Montage effectué sous eau minérale. — 20 Minutes Productions

  • Didier Deschamps est passé au 3-5-2 depuis près d’un an.
  • Le sélectionneur se défend d’adopter un système défensif.
  • On vous explique pourquoi effectivement jouer à trois derrière n’est pas nécessairement synonyme de bétonner (mais aussi pourquoi on pourrait faire plus offensif).

Le temps passe vite. Poncif. Mais vrai. Saviez-vous par exemple que le 3-5-2 en équipe de France sous Didier Deschamps fêtera son premier anniversaire le 17 novembre ? A cette date, en 2019, le sélectionneur avait surpris son monde en innovant avec une défense à trois contre l’Albanie, succombant à la grande mode rétro d’un schéma qui acvait conduit l’Argentine de Maradona au sacre mondial en 86 avant de repasser sous les radars au gré des années.

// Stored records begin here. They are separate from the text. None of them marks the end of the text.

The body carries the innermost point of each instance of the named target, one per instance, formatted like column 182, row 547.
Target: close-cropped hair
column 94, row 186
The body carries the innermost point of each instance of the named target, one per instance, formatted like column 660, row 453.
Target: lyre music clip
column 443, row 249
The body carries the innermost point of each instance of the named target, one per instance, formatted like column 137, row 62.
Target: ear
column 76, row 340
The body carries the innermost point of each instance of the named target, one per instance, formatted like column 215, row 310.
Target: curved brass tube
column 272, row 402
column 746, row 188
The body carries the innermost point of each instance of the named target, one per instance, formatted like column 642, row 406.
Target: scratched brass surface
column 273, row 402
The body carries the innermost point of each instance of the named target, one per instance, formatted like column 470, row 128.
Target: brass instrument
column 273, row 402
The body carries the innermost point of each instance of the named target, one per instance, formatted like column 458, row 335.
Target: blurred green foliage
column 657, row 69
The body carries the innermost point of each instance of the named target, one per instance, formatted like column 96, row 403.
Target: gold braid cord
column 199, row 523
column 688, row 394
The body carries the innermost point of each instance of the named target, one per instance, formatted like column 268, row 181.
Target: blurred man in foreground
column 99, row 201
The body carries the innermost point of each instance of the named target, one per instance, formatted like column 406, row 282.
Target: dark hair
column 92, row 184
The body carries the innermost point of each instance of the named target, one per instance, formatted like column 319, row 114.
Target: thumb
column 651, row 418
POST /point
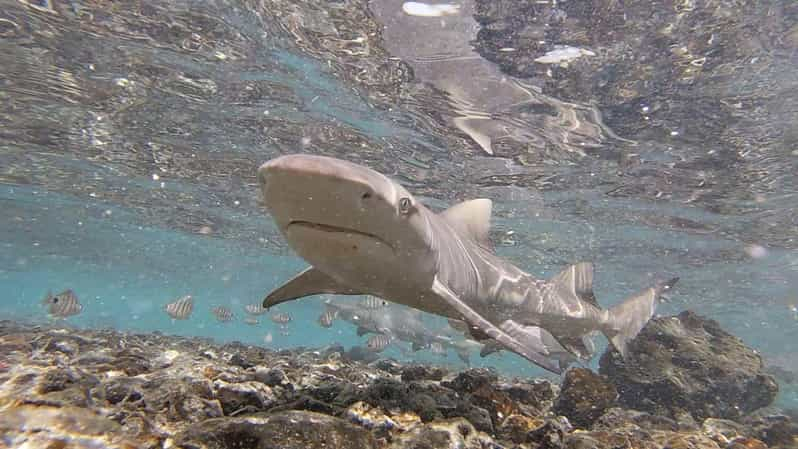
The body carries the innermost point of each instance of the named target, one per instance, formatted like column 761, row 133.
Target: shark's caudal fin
column 576, row 280
column 628, row 318
column 309, row 282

Petit clin d’œil à DD : c’est son ancien club, la Juve,​ qui a été sous Antonio Conte l’un des premiers à ressortir le 3-5-2 du placard au début de la décennie 2010. Le système à trois derrière a même survécu au départ de son instigateur car il permettait dans un premier temps de ne pas avoir à choisir entre Chiellini, Bonucci et Barzagli. Toute ressemblance avec l’équipe de France et sa pléthore de défenseurs centraux serait fortuite. Kimpembe, Varane, Upamecano contre la Suède, Hernandez, Lenglet, Upamecano contre la Croatie, il y a de quoi faire. Mais, en adoptant un schéma initialement pensé pour la défense, Didier Deschamps offre une ouverture aux détracteurs qui lui reprochent un pragmatisme excessif au détriment du beau jeu. Ce dont il s’est d’ailleurs encore défendu cette semaine.

« On est au haut niveau et l’objectif c’est d’aller chercher la victoire. Pas n’importe comment, mais l’objectif premier c’est toujours le même. D’avoir le plus de maîtrise possible et de mettre le plus en difficulté possible l’adversaire. Je préfère avoir le ballon et maîtriser. »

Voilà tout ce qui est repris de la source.